The language of nature is written in an abundance of species. When human beings exterminate many of these species they are diminishing that language. To fail to recognise species is like being unaware of words that are essential to cogent speech. The extinctions of recent decades mean that strands in the web of communication are being slashed, leaving an impoverished language. I don’t know how all those plants and animals on Ham Hill talked to one another but I could recognise that there were subtle interconnections. There is a feeling of rightness when an ecosystem is functioning as it should; the organisms are comfortable with themselves, a kind of contentment. It does not matter that competition is ruling what is happening between individuals, what matters is the sound of the language. But the names/species are the words, and without them you cannot understand the narrative. Those who don’t appreciate this are effectively deaf.
* * *
Forge Cottage had a small greenhouse, and this became the focus for a short-lived passion for cacti. My interest was sparked by moving a miserable-looking, spiky cactus that had been refusing to die for many years into the greenhouse to see if it would cheer up. It rewarded my attention by producing a huge white flower, longer than the plant itself. The trumpet of slender, pointed petals curved outwards l ike some sort of exploding firework to surround numerous yellow stamens: it was spectacular. I started to collect as many species of succulent as I could and learned a fundamental principle of evolution. True cacti were just one family of plants that had learned to cope with arid conditions by storing water in their bloated stems, the surfaces of which became the site of photosynthesis. Other families had learned a similar trick, and several had become such close mimics of true cacti that you had to look closely to spot the differences. I would later come across many of these interesting plants in the wild when my fieldwork took me to deserts around the world, but for the moment the greenhouse was my passport to New Mexico or Namibia.
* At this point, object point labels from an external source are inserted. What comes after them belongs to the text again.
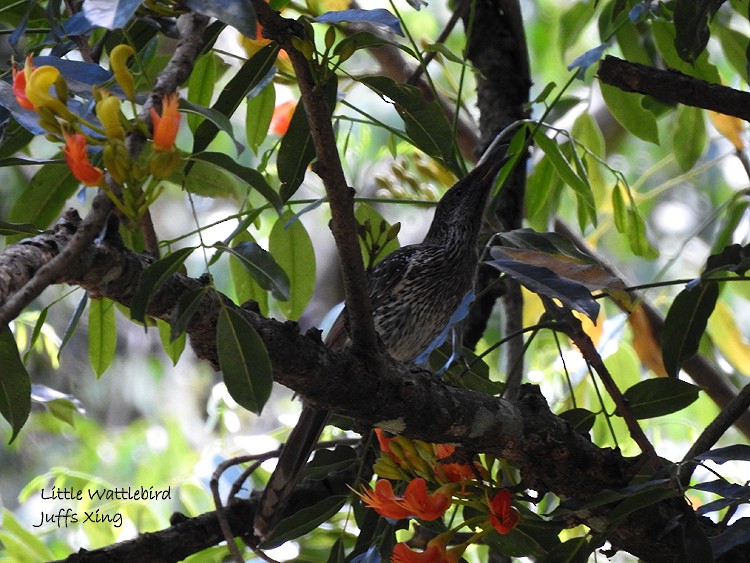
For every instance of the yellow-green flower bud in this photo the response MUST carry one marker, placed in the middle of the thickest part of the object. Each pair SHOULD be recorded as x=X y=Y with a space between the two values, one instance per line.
x=163 y=163
x=117 y=159
x=118 y=60
x=108 y=112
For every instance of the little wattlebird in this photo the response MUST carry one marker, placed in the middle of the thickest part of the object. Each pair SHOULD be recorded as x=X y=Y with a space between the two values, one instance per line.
x=414 y=292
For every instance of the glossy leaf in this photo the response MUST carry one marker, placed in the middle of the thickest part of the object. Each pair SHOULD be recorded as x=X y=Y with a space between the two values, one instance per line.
x=237 y=13
x=425 y=122
x=727 y=336
x=660 y=396
x=218 y=119
x=691 y=19
x=153 y=278
x=252 y=73
x=262 y=266
x=62 y=406
x=110 y=14
x=732 y=258
x=70 y=328
x=44 y=196
x=568 y=175
x=304 y=521
x=102 y=332
x=685 y=323
x=582 y=420
x=379 y=16
x=172 y=347
x=627 y=108
x=292 y=248
x=245 y=286
x=258 y=116
x=297 y=150
x=15 y=385
x=247 y=175
x=325 y=462
x=729 y=453
x=689 y=136
x=244 y=361
x=544 y=281
x=201 y=88
x=184 y=310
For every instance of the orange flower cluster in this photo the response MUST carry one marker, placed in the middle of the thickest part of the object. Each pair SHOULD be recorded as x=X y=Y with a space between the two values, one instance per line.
x=44 y=91
x=415 y=501
x=466 y=482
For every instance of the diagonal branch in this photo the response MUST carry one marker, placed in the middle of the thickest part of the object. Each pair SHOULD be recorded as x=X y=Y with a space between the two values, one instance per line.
x=550 y=455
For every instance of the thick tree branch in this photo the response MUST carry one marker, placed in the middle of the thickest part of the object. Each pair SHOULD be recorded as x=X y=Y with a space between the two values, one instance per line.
x=673 y=86
x=551 y=456
x=328 y=166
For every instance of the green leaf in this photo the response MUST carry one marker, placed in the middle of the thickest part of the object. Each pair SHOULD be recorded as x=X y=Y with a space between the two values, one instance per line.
x=102 y=335
x=297 y=150
x=292 y=248
x=365 y=214
x=10 y=229
x=325 y=462
x=262 y=266
x=44 y=197
x=627 y=108
x=70 y=328
x=685 y=324
x=258 y=116
x=244 y=361
x=582 y=420
x=201 y=86
x=153 y=277
x=576 y=550
x=689 y=136
x=665 y=38
x=733 y=258
x=691 y=25
x=734 y=44
x=304 y=521
x=15 y=385
x=207 y=179
x=247 y=175
x=20 y=543
x=245 y=287
x=567 y=174
x=250 y=75
x=214 y=117
x=186 y=306
x=172 y=347
x=426 y=125
x=658 y=397
x=544 y=281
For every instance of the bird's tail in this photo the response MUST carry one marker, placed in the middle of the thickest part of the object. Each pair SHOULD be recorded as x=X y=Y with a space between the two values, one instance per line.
x=291 y=462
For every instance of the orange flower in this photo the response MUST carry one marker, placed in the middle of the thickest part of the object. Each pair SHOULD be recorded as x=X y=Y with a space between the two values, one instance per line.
x=384 y=501
x=451 y=472
x=403 y=554
x=19 y=87
x=282 y=117
x=78 y=160
x=503 y=515
x=166 y=124
x=384 y=441
x=423 y=505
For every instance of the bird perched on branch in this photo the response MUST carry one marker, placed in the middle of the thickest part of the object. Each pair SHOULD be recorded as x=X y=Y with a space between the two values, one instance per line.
x=414 y=292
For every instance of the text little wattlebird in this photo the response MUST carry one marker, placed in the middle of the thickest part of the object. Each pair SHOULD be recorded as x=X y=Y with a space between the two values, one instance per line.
x=414 y=291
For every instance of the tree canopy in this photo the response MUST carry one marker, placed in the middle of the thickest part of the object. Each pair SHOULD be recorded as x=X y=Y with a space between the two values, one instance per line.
x=222 y=174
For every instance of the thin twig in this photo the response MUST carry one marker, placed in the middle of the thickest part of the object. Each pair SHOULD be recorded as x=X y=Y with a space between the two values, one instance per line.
x=715 y=430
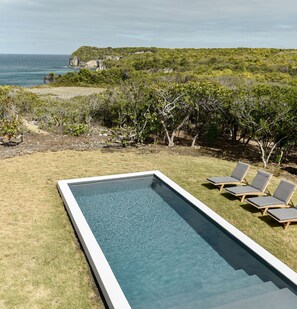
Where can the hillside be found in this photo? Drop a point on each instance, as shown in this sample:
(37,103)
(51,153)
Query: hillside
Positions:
(111,66)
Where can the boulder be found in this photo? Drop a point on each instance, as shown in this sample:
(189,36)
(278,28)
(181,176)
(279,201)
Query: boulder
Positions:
(93,64)
(74,61)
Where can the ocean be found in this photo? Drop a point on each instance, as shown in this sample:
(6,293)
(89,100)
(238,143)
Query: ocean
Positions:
(29,70)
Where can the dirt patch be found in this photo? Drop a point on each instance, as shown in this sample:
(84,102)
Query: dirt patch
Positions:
(65,92)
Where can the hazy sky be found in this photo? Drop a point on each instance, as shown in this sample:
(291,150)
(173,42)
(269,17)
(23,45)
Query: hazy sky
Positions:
(61,26)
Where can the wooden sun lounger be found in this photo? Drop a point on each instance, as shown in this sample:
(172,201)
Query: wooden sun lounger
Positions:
(257,187)
(280,198)
(284,216)
(237,176)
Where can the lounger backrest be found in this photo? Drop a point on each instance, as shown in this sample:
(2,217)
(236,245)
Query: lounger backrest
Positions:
(261,180)
(240,171)
(284,191)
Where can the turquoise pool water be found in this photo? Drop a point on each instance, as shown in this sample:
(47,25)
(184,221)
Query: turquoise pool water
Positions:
(165,253)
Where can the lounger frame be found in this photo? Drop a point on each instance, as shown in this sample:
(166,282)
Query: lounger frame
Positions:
(286,223)
(264,191)
(239,181)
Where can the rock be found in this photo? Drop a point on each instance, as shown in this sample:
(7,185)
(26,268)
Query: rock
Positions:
(74,61)
(49,78)
(93,64)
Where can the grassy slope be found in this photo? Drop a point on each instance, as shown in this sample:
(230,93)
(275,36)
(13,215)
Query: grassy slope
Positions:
(41,263)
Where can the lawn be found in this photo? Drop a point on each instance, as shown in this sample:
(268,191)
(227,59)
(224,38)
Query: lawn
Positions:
(41,262)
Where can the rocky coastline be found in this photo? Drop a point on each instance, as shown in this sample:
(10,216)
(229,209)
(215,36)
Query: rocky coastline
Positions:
(96,64)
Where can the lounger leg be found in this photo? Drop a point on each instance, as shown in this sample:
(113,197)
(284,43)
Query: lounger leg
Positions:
(287,225)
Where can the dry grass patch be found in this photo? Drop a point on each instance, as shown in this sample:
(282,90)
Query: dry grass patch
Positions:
(41,262)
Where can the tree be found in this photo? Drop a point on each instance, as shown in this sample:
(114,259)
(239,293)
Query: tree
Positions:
(171,108)
(267,116)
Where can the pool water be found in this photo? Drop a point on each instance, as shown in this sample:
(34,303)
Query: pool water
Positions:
(165,253)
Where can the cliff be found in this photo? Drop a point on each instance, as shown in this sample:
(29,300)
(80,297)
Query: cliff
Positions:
(96,58)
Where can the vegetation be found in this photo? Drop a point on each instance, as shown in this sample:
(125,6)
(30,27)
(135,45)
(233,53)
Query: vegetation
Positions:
(42,264)
(236,95)
(229,66)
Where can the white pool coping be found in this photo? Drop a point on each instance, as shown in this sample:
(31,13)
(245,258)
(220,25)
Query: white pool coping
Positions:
(110,287)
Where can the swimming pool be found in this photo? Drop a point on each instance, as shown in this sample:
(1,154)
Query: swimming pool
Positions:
(153,245)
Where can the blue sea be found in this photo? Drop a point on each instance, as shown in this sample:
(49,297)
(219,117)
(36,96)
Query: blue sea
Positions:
(29,70)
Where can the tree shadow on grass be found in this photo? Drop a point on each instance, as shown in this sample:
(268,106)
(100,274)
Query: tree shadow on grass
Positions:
(272,223)
(249,208)
(230,197)
(209,186)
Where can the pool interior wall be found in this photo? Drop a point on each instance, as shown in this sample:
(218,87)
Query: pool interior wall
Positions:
(165,253)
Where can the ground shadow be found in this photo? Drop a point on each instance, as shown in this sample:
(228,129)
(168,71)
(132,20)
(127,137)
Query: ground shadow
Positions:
(230,197)
(290,169)
(209,186)
(268,220)
(249,208)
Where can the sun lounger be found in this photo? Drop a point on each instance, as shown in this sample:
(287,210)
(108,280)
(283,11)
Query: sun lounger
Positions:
(280,198)
(237,176)
(284,215)
(257,187)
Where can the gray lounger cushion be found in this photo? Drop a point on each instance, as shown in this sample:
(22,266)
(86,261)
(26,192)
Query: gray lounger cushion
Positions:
(240,171)
(222,179)
(260,180)
(264,201)
(242,190)
(284,213)
(284,191)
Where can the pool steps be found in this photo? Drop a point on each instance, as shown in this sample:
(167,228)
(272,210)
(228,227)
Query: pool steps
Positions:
(224,294)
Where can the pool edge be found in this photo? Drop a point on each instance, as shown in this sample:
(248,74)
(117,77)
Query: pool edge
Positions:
(110,287)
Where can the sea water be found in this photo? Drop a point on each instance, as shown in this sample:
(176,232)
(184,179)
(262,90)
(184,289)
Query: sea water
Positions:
(163,252)
(29,70)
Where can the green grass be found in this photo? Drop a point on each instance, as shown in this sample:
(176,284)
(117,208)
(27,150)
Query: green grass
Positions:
(41,262)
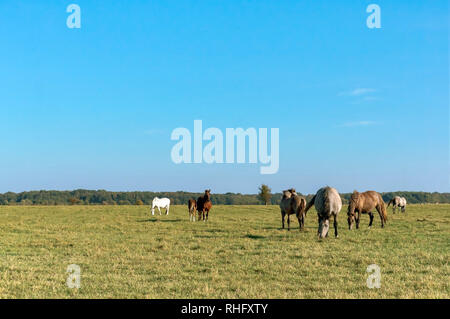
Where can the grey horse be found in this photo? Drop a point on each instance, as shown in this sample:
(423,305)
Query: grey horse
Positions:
(399,202)
(292,203)
(327,203)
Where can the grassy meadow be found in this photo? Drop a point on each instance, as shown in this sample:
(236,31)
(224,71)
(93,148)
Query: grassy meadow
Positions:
(241,252)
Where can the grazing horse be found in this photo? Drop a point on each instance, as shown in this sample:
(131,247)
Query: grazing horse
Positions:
(365,203)
(399,202)
(160,203)
(291,203)
(192,206)
(204,205)
(327,203)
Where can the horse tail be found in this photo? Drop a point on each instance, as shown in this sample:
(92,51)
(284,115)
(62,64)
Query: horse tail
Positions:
(390,202)
(311,202)
(383,209)
(300,210)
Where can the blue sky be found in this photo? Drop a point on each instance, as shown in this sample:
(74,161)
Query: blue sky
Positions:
(94,108)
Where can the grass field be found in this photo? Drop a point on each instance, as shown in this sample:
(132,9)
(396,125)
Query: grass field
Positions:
(124,252)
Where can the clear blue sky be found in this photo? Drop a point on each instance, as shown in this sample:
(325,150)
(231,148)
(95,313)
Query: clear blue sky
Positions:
(94,107)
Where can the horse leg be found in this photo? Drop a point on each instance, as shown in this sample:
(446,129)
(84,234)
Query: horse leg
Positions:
(371,219)
(381,215)
(300,220)
(357,219)
(335,226)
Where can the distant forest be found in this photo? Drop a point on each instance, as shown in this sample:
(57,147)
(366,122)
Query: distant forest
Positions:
(102,197)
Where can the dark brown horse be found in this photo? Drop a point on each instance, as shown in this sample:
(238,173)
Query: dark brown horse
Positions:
(291,203)
(365,203)
(204,205)
(192,206)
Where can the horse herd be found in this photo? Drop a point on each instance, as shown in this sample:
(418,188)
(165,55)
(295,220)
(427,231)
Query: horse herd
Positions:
(326,201)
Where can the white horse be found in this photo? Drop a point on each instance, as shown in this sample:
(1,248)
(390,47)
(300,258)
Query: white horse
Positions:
(160,203)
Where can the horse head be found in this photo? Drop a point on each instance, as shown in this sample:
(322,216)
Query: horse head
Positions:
(353,202)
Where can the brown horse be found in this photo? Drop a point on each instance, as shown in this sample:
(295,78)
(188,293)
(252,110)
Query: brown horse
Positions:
(365,203)
(291,203)
(204,205)
(192,206)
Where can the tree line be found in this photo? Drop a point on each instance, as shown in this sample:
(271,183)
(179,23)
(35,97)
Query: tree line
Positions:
(103,197)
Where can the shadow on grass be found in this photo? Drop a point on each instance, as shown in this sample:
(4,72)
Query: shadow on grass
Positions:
(254,236)
(155,220)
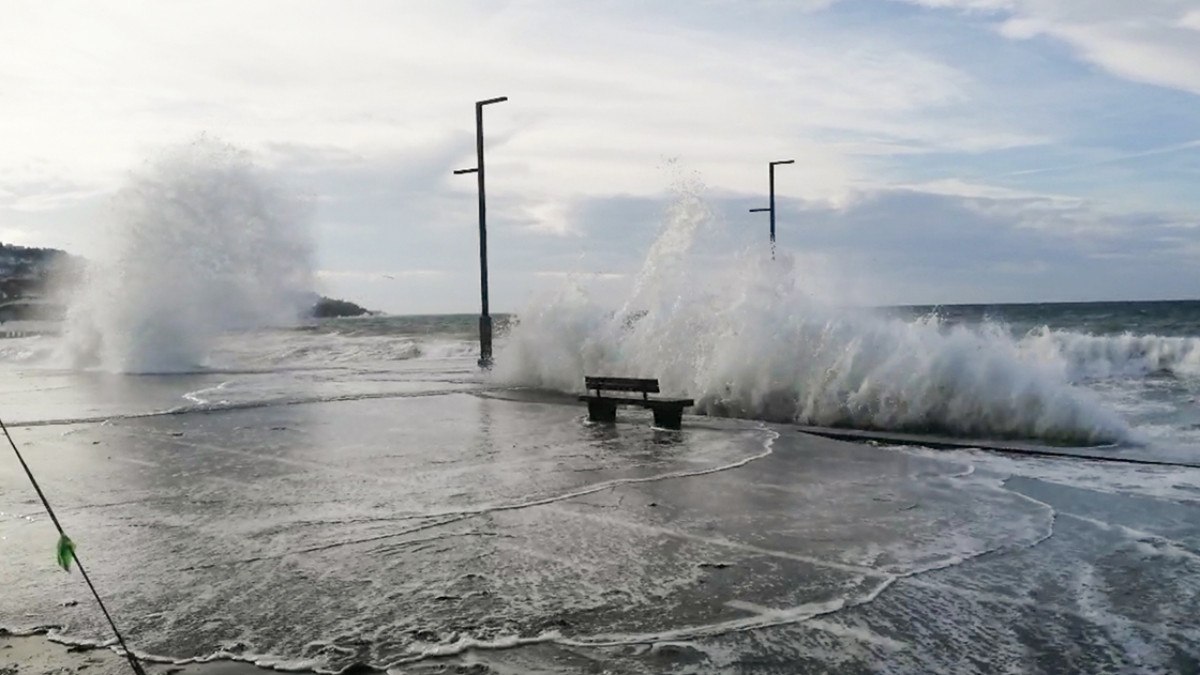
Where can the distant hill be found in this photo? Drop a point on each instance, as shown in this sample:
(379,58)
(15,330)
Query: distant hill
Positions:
(330,308)
(30,279)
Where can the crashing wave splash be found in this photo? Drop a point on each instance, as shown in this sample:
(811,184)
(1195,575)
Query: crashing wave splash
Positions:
(747,339)
(203,243)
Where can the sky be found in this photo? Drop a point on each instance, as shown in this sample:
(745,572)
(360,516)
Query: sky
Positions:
(946,150)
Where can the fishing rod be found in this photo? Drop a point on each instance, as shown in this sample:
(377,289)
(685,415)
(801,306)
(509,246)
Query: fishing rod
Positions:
(66,554)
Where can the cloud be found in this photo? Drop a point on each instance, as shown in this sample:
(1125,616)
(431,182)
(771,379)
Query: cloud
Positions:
(1151,42)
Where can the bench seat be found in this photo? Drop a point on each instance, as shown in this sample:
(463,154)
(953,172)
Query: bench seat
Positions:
(667,412)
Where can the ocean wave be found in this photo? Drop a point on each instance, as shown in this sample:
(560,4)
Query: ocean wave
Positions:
(1084,357)
(748,339)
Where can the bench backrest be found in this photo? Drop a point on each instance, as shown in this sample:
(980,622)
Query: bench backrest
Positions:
(622,384)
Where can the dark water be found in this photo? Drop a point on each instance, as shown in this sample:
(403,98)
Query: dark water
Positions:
(1168,318)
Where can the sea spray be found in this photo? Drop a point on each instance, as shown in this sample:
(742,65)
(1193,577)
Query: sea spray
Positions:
(202,242)
(744,339)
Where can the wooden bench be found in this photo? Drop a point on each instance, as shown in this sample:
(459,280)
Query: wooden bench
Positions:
(667,412)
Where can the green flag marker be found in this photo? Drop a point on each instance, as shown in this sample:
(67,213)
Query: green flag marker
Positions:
(66,551)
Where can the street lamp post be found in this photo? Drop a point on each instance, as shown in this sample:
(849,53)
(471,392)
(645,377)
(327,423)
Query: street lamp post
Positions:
(485,318)
(772,208)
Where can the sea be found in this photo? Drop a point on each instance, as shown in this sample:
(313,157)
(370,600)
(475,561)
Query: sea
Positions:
(357,495)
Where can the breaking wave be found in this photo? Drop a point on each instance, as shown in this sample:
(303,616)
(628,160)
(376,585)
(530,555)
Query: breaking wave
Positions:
(747,338)
(1083,357)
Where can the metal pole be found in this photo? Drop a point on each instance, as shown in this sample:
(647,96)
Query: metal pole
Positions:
(772,208)
(772,174)
(485,318)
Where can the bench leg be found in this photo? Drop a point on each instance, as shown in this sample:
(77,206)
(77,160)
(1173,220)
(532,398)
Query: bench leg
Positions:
(601,411)
(669,418)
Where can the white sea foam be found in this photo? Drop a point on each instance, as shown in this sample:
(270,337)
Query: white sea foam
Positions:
(744,338)
(1081,357)
(202,242)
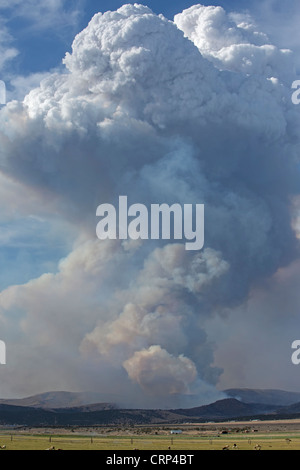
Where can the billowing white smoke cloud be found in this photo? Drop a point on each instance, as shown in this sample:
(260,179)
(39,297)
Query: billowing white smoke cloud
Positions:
(142,111)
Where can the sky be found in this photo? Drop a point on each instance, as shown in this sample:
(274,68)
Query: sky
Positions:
(165,103)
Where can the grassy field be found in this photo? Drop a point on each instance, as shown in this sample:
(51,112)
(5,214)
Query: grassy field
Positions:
(266,441)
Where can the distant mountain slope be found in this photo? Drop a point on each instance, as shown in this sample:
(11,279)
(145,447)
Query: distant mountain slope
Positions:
(268,396)
(227,408)
(221,410)
(59,400)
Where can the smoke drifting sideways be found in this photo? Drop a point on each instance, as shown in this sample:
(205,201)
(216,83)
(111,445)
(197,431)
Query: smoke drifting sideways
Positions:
(192,111)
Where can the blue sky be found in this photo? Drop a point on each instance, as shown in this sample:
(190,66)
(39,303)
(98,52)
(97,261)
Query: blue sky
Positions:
(43,36)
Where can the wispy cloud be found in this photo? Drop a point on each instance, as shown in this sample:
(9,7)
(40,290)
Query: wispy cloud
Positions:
(43,15)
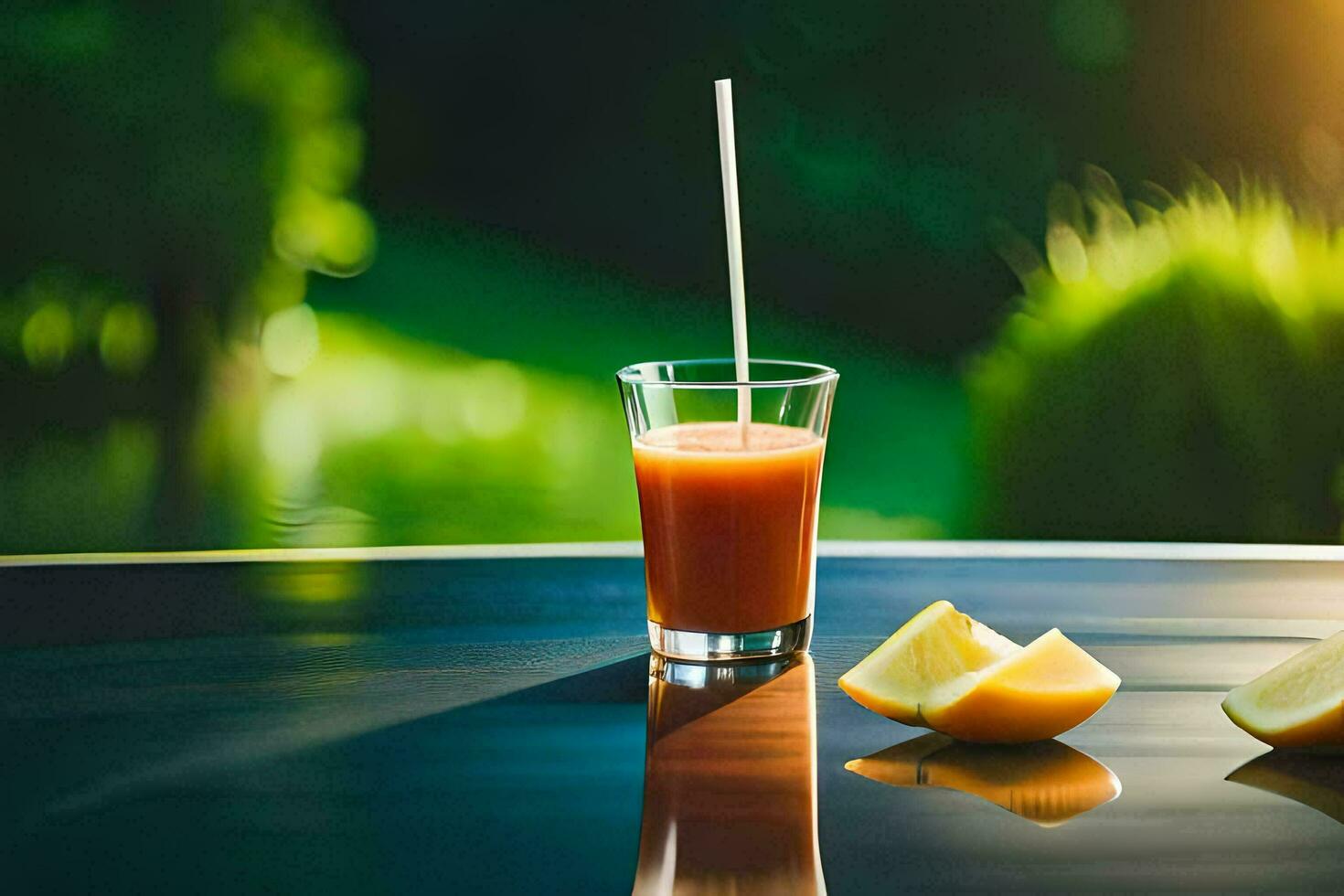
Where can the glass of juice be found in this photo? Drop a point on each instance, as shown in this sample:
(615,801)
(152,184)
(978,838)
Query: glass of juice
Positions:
(729,475)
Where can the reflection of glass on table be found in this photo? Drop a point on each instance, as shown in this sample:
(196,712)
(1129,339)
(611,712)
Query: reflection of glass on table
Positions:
(730,779)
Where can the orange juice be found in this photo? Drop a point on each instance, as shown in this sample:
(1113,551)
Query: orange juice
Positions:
(730,517)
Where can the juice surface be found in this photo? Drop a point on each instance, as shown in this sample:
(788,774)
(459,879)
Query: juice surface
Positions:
(729,527)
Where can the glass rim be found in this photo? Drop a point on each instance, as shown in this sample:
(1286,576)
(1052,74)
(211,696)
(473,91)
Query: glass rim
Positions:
(632,375)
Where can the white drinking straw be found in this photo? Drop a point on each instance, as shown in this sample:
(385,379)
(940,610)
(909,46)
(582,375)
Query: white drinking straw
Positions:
(737,283)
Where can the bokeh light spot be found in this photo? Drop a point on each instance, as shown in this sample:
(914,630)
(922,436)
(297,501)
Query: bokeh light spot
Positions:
(48,336)
(325,234)
(291,440)
(289,340)
(496,400)
(126,338)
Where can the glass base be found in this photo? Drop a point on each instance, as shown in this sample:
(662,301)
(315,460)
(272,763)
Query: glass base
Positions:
(705,646)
Real cacti are almost confined (as natives) to the Americas. In Africa, Euphorbia evolved into numerous species that look very similar to cacti, but their unspectacular tiny flowers betray their true identity; no exuberant blossoms for these succulents. They are related to troublesome weeds that flourish in my garden. Euphorbia is one of the most widely distributed plant genera, and species can be anything from a leafy herb to a tree. All of the 2,000 species have a white juice and all the books warn that it is noxious. I can confirm that judgement: I once accidentally rubbed some of the juice into
my eye and was dancing up and down in agony for hours. The ones that resemble cacti have spines, but they usually originate as outgrowths coming directly from the ribs; on true cacti spines emerge from little woolly cushions, so the two kinds of succulents can be told apart even when not in flower. There is no better example of convergent evolution than cacti and Euphorbia, a demonstration that similar habits and habitats generate close resemblance derived from separate ancestors, even down to details like spines. I soon discovered that much of the charm of cacti lay in the symmetry and arrangement of their spiny covering. The spines could be viciously hooked or delicately splayed, or cover the whole of the plants like a strange cobweb. I grew large prickly pears and mounds of mammillarias and ferociously armed barrel cacti (Echinocactus). The real triumph was persuading them to flower in a garden in a corner of the English countryside. True cactus flowers often have an odd, shiny brilliance that can almost hurt the eyes, and I had red, pink, yellow and white flowers to prove it. No cacti have blue flowers. I grew succulents that stored water in plump leaves rather than in their stems, culminating in the ‘stone plants’ which were reduced to a single pair of fat leaves, and really did look extraordinarily like rounded pebbles – until the surprising yellow, daisy-like flower emerged from between the leaf pair.